Seventeen patients with osmotic demyelination syndrome who had undergone hemodialysis at least once and had brain MRI examinations were retrospectively reviewed. Neurologic and MRI examinations were performed during a clinical episode. Serum levels of sodium, creatinine, blood urea nitrogen, and glucose were assessed, and serum osmolality and the ratio of blood urea nitrogen to creatinine (BUN:Cr) were calculated. Follow-up MRI was performed in nine cases. Laboratory and imaging findings were evaluated.
An altered level of consciousness and convulsions were the most common neurologic symptoms. The pons was involved in 11 patients (65%) and extrapontine sites in 12 (71%). Four patients had dysequilibrium syndrome.

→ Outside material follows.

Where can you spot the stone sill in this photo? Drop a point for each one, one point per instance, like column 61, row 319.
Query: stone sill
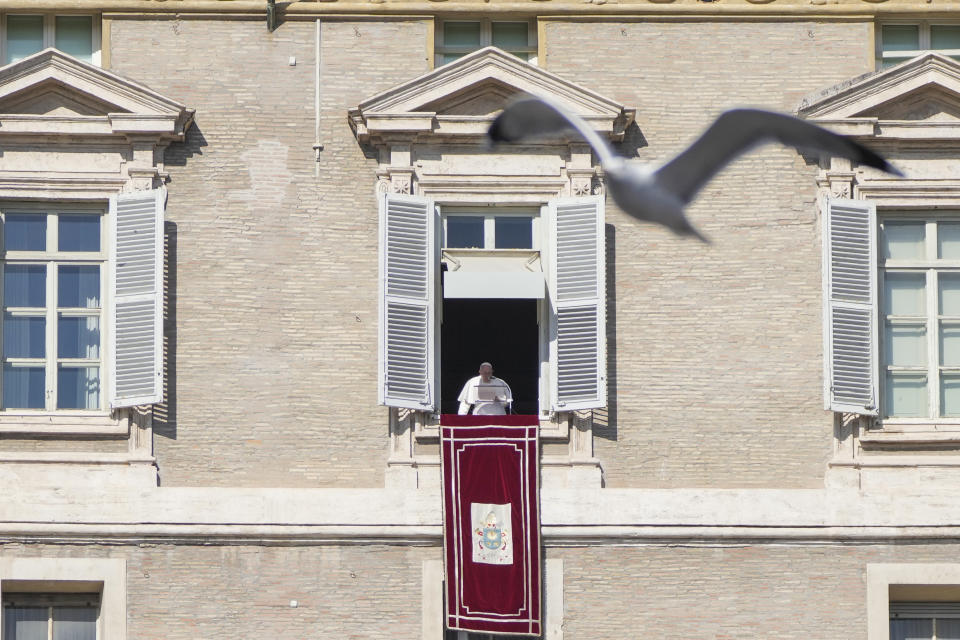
column 62, row 424
column 549, row 429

Follow-up MRI showed complete resolution in six patients and lesion reduction in three within a short time. The most common biochemical changes at the time of MRI were hyponatremia and low BUN:Cr in the blood. Only one patient showed rapid correction of hyponatremia and a rapid change in osmolality during the acute stage.
In patients who develop osmotic demyelination syndrome after hemodialysis, the lesions may involve the pons or the pons and extrapontine sites. Most lesions that were followed up resolved rapidly and almost completely, favoring transient edema rather than demyelination. Blood chemistries suggested underlying changes in osmolality, particularly as a result of urea shift from the extracellular fluid.
终末期肾病患者中已报道有渗透性脱髓鞘综合征,但该患者群体的具体MRI表现尚未有详细记录。我们的目的是展示血液透析后发作期及随访时的脑部MRI表现,并确定可能导致病变发展的因素。
回顾性分析17例至少接受过一次血液透析且进行过脑部MRI检查的渗透性脱髓鞘综合征患者。在临床发作期进行神经学和MRI检查。评估血清钠、肌酐、血尿素氮和葡萄糖水平,并计算血清渗透压以及血尿素氮与肌酐的比值(BUN:Cr)。9例患者进行了随访MRI检查。对实验室和影像学检查结果进行评估。
意识水平改变和惊厥是最常见的神经学症状。11例患者(65%)脑桥受累,12例患者(71%)脑桥外部位受累。4例患者出现失衡综合征。随访MRI显示6例患者病变完全消退,3例患者短期内病变减轻。MRI检查时最常见的生化改变是低钠血症和血液中BUN:Cr降低。仅1例患者在急性期出现低钠血症迅速纠正和渗透压快速变化。
血液透析后发生渗透性脱髓鞘综合征的患者,病变可能累及脑桥或脑桥及脑桥外部位。大多数接受随访的病变迅速且几乎完全消退,提示为短暂性水肿而非脱髓鞘。血液化学指标提示渗透压存在潜在变化,尤其是由于尿素从细胞外液转移所致。